Political analyst Gleb Kuznetsov believes that United Russia will offer leading positions in the State Duma to the opposition as a gesture of good will. “United Russia gave us single-mandate districts and, in general, did a lot to develop competition in these elections. Therefore, I posit that some leading posts in committees and the State Duma as a whole will be given to the opposition as a gesture of good will, thus allowing a rather interesting parliament to be created from the government’s point of view,” he noted.

In addition, Kuznetsov emphasized, despite the constitutional majority that United Russia boasts, representatives of the small parties that did not pass the 5% threshold will be elected to the Duma. Thus, from the point of view of representation, the Duma looks “quite full.”

Aleksey Zudin, a member of the Expert Council of the Institute for Socio-Economic and Political Studies, suggests that United Russia will cooperate with the opposition: “We can already see previous experience in bipartisan cooperation in the legislative sphere when United Russia supports some bills drafted by the opposition.”

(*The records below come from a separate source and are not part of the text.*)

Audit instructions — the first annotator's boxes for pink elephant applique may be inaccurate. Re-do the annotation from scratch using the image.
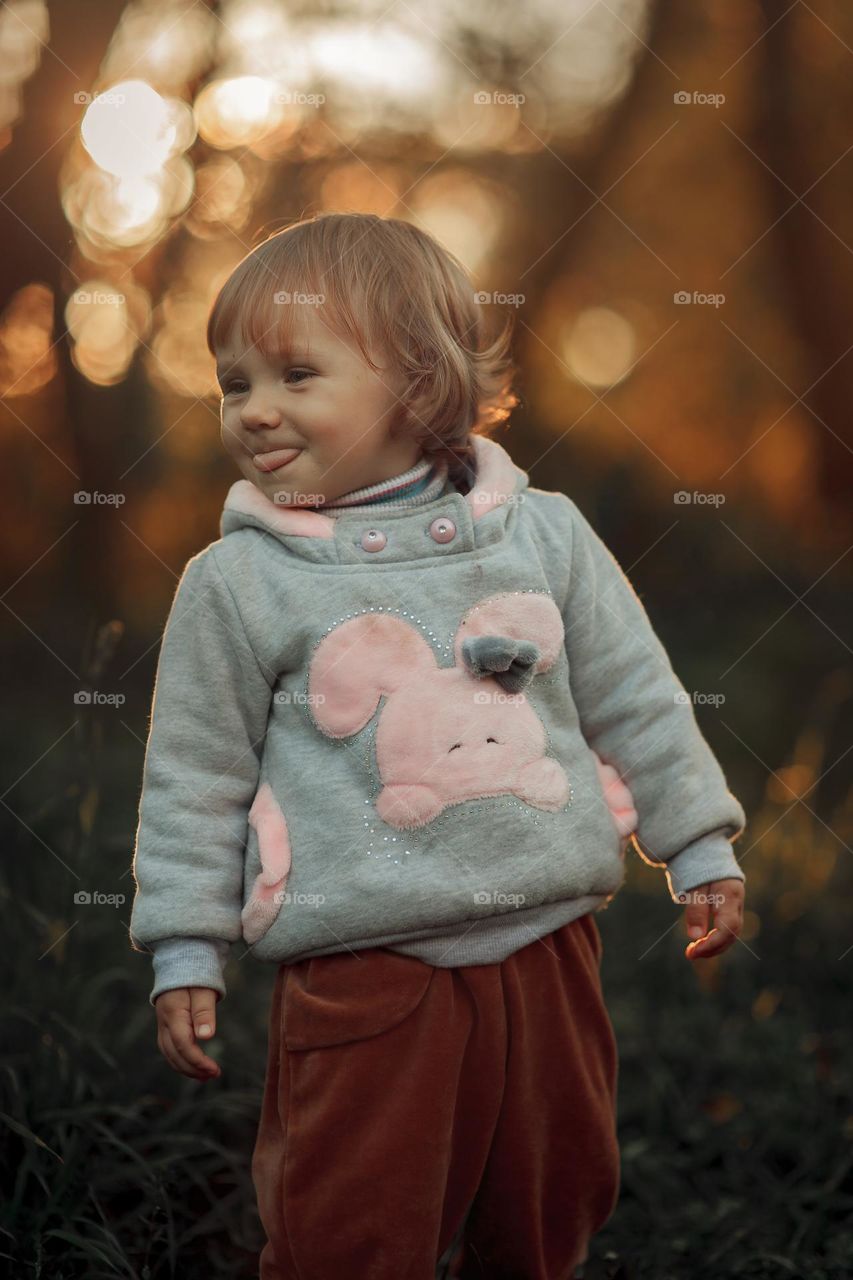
[309,591,570,829]
[593,751,638,852]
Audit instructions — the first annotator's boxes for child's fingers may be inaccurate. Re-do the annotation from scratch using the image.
[684,884,711,938]
[160,1019,222,1080]
[190,987,216,1039]
[686,879,744,960]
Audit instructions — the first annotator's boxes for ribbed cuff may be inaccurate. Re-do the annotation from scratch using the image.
[666,836,747,906]
[149,938,231,1005]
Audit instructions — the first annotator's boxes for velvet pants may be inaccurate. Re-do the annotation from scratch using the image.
[252,914,620,1280]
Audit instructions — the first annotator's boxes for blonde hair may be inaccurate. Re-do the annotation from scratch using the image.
[207,212,519,485]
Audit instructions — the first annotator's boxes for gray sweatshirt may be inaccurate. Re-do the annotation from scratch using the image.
[131,436,745,1002]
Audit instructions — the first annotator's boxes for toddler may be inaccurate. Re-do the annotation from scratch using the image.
[131,214,745,1280]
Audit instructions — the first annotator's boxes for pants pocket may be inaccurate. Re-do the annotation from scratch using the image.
[282,947,434,1050]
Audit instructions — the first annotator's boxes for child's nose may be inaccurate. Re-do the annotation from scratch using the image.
[240,396,282,430]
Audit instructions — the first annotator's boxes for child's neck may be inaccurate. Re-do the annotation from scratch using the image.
[313,458,447,516]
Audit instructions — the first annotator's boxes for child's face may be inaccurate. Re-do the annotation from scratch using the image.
[215,306,420,506]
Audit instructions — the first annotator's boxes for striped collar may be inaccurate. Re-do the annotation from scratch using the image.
[305,458,448,516]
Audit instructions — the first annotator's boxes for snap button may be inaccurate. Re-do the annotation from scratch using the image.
[429,516,456,543]
[361,529,388,552]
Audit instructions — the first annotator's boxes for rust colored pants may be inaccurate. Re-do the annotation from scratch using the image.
[252,915,620,1280]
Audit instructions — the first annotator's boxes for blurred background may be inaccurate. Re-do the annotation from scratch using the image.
[0,0,853,1280]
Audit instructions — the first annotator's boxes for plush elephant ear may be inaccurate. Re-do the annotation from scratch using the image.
[453,591,565,680]
[462,636,542,694]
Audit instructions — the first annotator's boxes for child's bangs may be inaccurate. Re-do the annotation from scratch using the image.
[207,242,355,360]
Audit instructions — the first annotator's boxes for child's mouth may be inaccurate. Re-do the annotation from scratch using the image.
[252,449,302,471]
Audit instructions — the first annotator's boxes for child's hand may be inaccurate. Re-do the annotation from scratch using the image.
[683,879,744,960]
[154,987,222,1080]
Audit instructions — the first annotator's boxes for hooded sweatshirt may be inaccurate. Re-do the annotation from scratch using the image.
[131,436,745,1002]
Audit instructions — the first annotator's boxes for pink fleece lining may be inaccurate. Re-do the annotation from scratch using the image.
[224,435,520,538]
[241,773,291,946]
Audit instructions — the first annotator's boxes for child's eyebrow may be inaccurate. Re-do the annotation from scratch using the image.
[216,347,320,374]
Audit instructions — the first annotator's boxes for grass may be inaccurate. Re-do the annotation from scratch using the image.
[0,632,853,1280]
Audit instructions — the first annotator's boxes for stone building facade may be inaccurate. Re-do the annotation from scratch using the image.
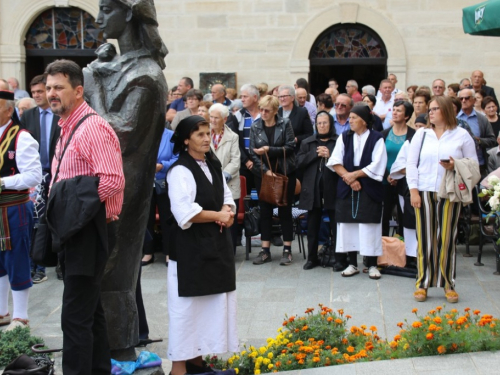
[0,0,500,92]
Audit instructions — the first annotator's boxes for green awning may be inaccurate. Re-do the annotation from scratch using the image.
[462,0,500,36]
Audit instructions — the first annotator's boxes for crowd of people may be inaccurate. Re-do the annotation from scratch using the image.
[0,63,500,374]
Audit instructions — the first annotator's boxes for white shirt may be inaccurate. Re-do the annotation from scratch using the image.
[406,126,477,192]
[0,121,42,190]
[326,130,387,181]
[373,96,394,116]
[167,162,236,229]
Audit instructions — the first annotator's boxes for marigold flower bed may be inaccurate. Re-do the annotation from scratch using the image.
[206,304,500,375]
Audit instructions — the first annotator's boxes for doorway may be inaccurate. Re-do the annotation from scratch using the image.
[309,24,387,95]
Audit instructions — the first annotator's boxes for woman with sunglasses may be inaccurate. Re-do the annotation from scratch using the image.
[406,96,479,303]
[249,95,296,266]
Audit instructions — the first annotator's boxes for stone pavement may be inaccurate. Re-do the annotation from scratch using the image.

The losing parties, including those who significantly lost to United Russia and those which will not enter the State Duma at all have assessed their failures differently. The leader of A Just Russia, Sergey Mironov, believes that the LDPR’s high results are linked to voters’ desire to vote against everyone. In this regard, he called for a revision of electoral legislation including the abolition of absentee ballots, early voting, and returning the “against all” option to ballot papers.

PARNAS believes that it couldn’t convince voters to come out and vote, the party’s deputy chairman, Konstanin Merzlikin, told RIA Novosti on Sunday. He noted that the elections had a low turnout. The chairman of the Communists of Russia Party, Sergey Malinkovich, and the deputy chairman of the Patriots of Russia Party, Nadezhda Korneeva, agreed with Merzlikin, calling the low turnout the reason for their losses.

On this note, according to the Central Electoral Commission’s latest data, the turnout throughout Russia was 47.81%, which is a fairly good figure for parliamentary elections.

According to Central Electoral Commission head Ella Pamfilova, the elections to the State Duma of the seventh convocation were legitimate. “One to two times less” violations were recorded during the voting and electoral campaign than during previous campaigns.

“Based on the information coming in from the regions, the number of complaints, appeals, and revealed violations is one to two times less…I have full confidence that the elections are completely legitimate, and we’ve done a lot to make this happen,” she said.

In Pamfilova’s opinion, it cannot be said that the percentage or level of abuses during the vote cast any doubt on the legitimacy of the elections.

On this note, the Central Electoral Commission did record three instances of ballot stuffing in three regions: Nizhegorod, Rostov, and Dagestan. The voting results in these regions will be cancelled. 

The commission monitoring illegal campaigns did not submit a single candidate to the Prosecutor General.